Ella sa innanzitutto che è la madre colei su cui grava la maggior parte del peso spirituale e materiale. Non chiede a nessuna di essere come lei. La sua esperienza di figlia, di mamma e di precettrice le hanno fatto capire che i figli imparano a sacrificarsi per gli altri nella misura in cui vedono i genitori sacrificarsi per loro.

Si può pensare che Maria Teresa, consapevole della finalità redentrice delle sue penitenze, le offrisse di cuore al Signore per il bene di tanti fratelli, seguendo in questo l’invito stesso di Cristo: “Figlia, patisci volentieri”. Non masochismo, ma piuttosto quell’esperienza di cui parla anche S. Agostino quando dice: “Quando si ama non si sente la fatica e se si sente, si ama anche quella fatica”.

La vita religiosa è scandita da orari ed impegni ben precisi, eppure Teresa esorta le sue figlie spirituali a riposare quando ne hanno il tempo e secondo il bisogno e a trascorrere tempi ricreativi comunitari quotidiani e qualche gita in campagna durante la bella stagione: “(Durante la ricreazione) si guarderanno da ogni azione leggiera; si raccomanda però loro l’allegrezza. Discorreranno di cose spirituali e di materie santamente allegre...” (p. I, XIX, V-VI); “Per meglio conservare la lor sanità, daranno al corpo il conveniente riposo, che nell’Inverno sarà di ore otto, e nell’estate di sette, ed avendone bisogno di più chiedano licenza alla Superiora”, “Due volte nella Primavera, ed altrettante nell’Autunno anderanno in qualche luogo di Campagna coll’accompagnamento di tutti li Deputati, ed ivi si tratterranno dalla mattina alla sera in un santo sollievo...”, “Si prenderanno senza scrupolo tutte quelle comodità, e riposi, che l’Ubbidienza le permetterà con questo pensiero: Che il Signore le fa dormire, il Signore le fa ridere, il Signore le fa ricreare, perché lo servano” (p. I, XXVII, III. VII. IX).

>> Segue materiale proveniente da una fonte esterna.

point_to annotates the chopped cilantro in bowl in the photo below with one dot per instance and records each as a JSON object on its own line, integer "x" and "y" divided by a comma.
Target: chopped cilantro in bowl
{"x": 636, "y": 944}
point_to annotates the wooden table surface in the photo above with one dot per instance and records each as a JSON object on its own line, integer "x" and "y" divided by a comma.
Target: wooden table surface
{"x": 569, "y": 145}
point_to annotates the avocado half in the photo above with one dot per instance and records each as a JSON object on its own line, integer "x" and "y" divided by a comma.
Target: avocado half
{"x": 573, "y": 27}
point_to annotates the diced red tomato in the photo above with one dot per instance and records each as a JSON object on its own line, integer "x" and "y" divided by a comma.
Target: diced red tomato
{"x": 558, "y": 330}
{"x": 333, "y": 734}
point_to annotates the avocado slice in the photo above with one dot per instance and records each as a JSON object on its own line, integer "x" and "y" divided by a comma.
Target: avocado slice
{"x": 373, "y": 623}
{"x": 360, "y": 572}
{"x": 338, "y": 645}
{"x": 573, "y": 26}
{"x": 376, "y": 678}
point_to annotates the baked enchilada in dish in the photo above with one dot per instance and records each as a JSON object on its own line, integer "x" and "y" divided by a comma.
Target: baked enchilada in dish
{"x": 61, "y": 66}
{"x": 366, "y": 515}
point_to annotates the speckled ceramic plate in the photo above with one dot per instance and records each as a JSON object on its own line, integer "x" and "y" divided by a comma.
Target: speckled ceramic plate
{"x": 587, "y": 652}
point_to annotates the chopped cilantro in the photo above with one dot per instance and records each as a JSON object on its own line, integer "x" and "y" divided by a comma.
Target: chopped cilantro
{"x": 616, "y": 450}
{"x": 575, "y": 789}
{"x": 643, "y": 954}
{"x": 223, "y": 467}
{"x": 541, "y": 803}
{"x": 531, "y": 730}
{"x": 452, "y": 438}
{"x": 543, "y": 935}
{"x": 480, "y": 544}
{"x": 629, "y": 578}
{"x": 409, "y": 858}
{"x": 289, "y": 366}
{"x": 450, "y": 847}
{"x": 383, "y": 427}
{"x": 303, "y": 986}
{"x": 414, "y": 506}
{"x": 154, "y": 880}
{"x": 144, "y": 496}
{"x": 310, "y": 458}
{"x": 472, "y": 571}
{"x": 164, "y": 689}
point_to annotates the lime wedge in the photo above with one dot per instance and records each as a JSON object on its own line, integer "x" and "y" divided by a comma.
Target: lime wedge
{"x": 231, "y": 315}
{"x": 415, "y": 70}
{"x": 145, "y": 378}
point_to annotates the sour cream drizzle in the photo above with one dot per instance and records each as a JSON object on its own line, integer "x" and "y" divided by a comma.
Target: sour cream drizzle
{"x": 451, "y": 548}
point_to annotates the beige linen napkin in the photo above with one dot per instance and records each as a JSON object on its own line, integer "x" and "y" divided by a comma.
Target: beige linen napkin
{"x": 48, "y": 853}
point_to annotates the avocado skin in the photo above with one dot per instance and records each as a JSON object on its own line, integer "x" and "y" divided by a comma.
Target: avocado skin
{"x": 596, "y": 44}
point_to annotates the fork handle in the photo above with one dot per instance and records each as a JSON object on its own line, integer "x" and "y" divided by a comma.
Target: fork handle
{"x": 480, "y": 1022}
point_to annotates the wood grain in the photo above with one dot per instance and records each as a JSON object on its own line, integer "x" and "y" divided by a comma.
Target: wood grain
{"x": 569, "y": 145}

Dal momento che la spiritualità di ogni superiora è determinante per la vita spirituale della comunità, certamente ci saranno state consorelle che si sono sentite spronate, dall’esempio di Maria Teresa, a compiere delle penitenze; purtroppo però non ci sono giunti documenti a questo proposito.

Madre Teresa ha saputo cogliere e ha voluto trasmettere la gioia di appartenere al Signore, nella semplicità e nella serenità. La vita religiosa implica impegno e donazione totale di sé ma esige che si bandisca ogni tristezza (la Fondatrice non accettava l’ingresso in convento di ragazze “straordinariamente malinconiche e scrupolose”): “Il Signore ama chi dona con gioia” (2 Cor. 9,7).

In conclusione, per poter sentire la vicinanza di Maria Teresa a noi, non dobbiamo guardare tanto alla sua specifica vocazione personale che l’ha associata alla Passione di Gesù ma al suo carisma fondazionale, al dono che ella ha ricevuto dallo Spirito Santo e che ha condiviso con le sue consorelle e figlie spirituali.